I’ve needed something for a while to organize all the little tasks that are required for running your own publishing business. And as a self-published author, that’s what I’m doing.
So, I adopted my own form of the bullet journal at the beginning of the year. Nothing fancy, no colors, just a chart of tasks to do, events on the calendar and things that come in. Here’s a page where I was tracking all of that – day by day.
There were a couple of problems with this. Some days I had more big items and others I had a bunch of little. So sometimes I was running out of room. Then, I have several projects going on at a time (the prefixes of OLR, OLD, OLC, OLO, LC, KR – those are my categories of projects) and the tasks for each were haphazardly listed as I did them throughout the day.
So, I took some motivation from a fellow author (who has awesome bullet journals with bright colors and pictures and stickers – I aspire to be her someday), and I started organizing by tasks. So this past week, I used the left page for the first 3 days, and the right page for the remaining four, and I grouped the tasks by project. I put any calendar entries under “Miscellaneous” as a category. Here’s the result:
The problem with this is I had some tasks for each project on both sides of the page. And my calendar entries were kinda all over the place. And some of my project tasks NEEDED to be done on a certain date instead of just sometime during the time period. And my linearly-organized brain was having trouble with this.

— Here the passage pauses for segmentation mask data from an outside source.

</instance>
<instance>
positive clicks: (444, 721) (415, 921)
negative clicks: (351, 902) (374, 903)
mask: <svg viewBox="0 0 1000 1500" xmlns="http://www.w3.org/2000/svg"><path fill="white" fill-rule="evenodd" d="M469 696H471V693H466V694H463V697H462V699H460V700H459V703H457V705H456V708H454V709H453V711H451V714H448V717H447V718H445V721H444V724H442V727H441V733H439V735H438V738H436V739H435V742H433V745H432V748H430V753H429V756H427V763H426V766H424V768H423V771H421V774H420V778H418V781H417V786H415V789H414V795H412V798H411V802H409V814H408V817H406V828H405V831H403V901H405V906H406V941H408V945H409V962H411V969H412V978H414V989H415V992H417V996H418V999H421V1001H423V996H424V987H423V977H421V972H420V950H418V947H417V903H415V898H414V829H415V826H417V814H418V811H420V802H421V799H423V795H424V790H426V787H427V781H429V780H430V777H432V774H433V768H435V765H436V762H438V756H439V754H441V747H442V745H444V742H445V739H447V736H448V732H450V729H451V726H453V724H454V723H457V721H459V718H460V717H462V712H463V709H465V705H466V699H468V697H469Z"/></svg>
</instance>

So, I’m taking a new tact this coming week. Blocks for each project FOR THE ENTIRE WEEK down the left side, then space for each DATE on the right hand side. I’ve already plugged in my calendar events for the week and the major things I need to do for my projects. More things will obviously be added throughout the week, and I will “summarize” what I do for each project on the date blocks on the right. I need to show project on my writing or revisions and that’s what I think may work. So, here’s what my framework for the upcoming week looks like:
The check boxes are for when I need to track incremental progress toward a major project. I have two project with incremental goals this week, both revisions. But I will usually have one revision and one writing project a week, where I’ll track daily words for the writing project, and revised pages for the edits.
I’ll check back at the end of the week and see how I did.
I also do a monthly “goals check-in” at the end of each month, and I also set my goals for the following month. All of my goals track back to my annual goals which are listed at the beginning of my journal. It’s the end of the quarter this weekend, so I’ll also do an incremental check-in on my annual goals to see if I’ve made sufficient progress to-date towards them.
I may be tweaking my approach, but I am definitely liking the roadmap that my bullet journal is giving me.